Last executed 2019-06-25 with the v4 dump:
- Make sure you have 60 GB free disk space and some extra to spare. Alternatively, take a walk on the wild side and delete source files as soon as you've used them.
- Download the SHA-1 (ordered by hash) torrent from https://haveibeenpwned.com/Passwords
- Unpack and strip off the counts:
7z x -so pwned-passwords-sha1-ordered-by-hash-v4.7z pwned-passwords-sha1-ordered-by-hash-v4.txt | sed 's/:.*//' > hashes.lst
- Load into sqlite:
$ sqlite3 pwned-passwords-by-hash-v4.sqlite sqlite> pragma journal_mode=memory; sqlite> CREATE TABLE hashes("hash" BLOB PRIMARY KEY) WITHOUT ROWID; sqlite> .mode csv sqlite> .import hashes.lst hashes
- Confirm that queries will use the primary key's index:
A sample query should return almost instantly:sqlite> EXPLAIN QUERY PLAN SELECT * FROM hashes WHERE hash = "D657187D9C9C1AD04FDA5132338D405FDB112FA1" LIMIT 1; 0|0|0|SEARCH TABLE hashes USING PRIMARY KEY (hash=?)
sqlite> SELECT * FROM hashes WHERE hash = "D657187D9C9C1AD04FDA5132338D405FDB112FA1" LIMIT 1; D657187D9C9C1AD04FDA5132338D405FDB112FA1
A few notes on construction:
- Journaling is disabled to speed up initial import.
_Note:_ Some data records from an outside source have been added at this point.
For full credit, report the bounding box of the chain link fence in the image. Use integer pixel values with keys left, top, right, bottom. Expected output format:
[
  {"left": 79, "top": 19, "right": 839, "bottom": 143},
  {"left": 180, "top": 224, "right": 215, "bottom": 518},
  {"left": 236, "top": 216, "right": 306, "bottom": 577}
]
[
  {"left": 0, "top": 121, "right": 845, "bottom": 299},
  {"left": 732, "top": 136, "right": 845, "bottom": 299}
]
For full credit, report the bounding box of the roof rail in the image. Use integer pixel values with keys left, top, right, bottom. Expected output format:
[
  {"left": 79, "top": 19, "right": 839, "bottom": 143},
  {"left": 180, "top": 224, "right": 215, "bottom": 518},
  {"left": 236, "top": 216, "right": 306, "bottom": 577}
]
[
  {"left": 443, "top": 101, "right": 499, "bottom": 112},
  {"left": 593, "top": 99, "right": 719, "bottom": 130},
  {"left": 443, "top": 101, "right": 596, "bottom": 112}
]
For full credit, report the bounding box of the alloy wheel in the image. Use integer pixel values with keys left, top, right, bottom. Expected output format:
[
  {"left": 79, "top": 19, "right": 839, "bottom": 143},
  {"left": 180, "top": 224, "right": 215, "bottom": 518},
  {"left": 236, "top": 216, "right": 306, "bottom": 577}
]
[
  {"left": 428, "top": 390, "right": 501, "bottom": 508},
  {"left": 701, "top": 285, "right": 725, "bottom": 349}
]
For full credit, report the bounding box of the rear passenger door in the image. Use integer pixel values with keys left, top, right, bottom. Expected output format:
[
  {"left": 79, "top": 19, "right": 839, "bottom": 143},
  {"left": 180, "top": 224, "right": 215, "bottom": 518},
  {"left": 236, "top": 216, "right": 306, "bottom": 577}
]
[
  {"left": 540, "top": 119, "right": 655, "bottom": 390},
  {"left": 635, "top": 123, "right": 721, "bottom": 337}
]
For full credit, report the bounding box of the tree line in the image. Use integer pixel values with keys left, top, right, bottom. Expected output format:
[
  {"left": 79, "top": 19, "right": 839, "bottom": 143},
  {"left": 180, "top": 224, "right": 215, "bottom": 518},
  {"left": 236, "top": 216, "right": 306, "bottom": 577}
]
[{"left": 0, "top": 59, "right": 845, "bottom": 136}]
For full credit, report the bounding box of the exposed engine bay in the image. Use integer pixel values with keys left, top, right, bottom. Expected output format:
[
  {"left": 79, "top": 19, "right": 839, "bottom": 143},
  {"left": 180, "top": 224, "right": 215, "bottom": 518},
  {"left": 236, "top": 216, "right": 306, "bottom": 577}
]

- Making the hash the primary key tells sqlite that the data is unique and ordered—and the primary key data is stored in a B-tree, not duplicated into an additional index.
- We can also avoid storing rowids; no idea how much space this saves us, but no harm here: https://www.sqlite.org/withoutrowid.html
14% size recudction seems to be always applicable. I have now a full pwned db and a 1 million most used passwords db if there is not enough space to use the full db.
The 1 million is about 15 MB and will be part of the docker image (better than 15 gb suppllied with the docker image lol). So in production you can mount the full db to the container.
I made a benchmark. With the 1 million db I can make 100.000 calls in about 550 ms (node16, better-sqlite, exclusive mode as it will only have one connection).
I will test the performance later with the full database.
100.000 calls a second is actually pretty well.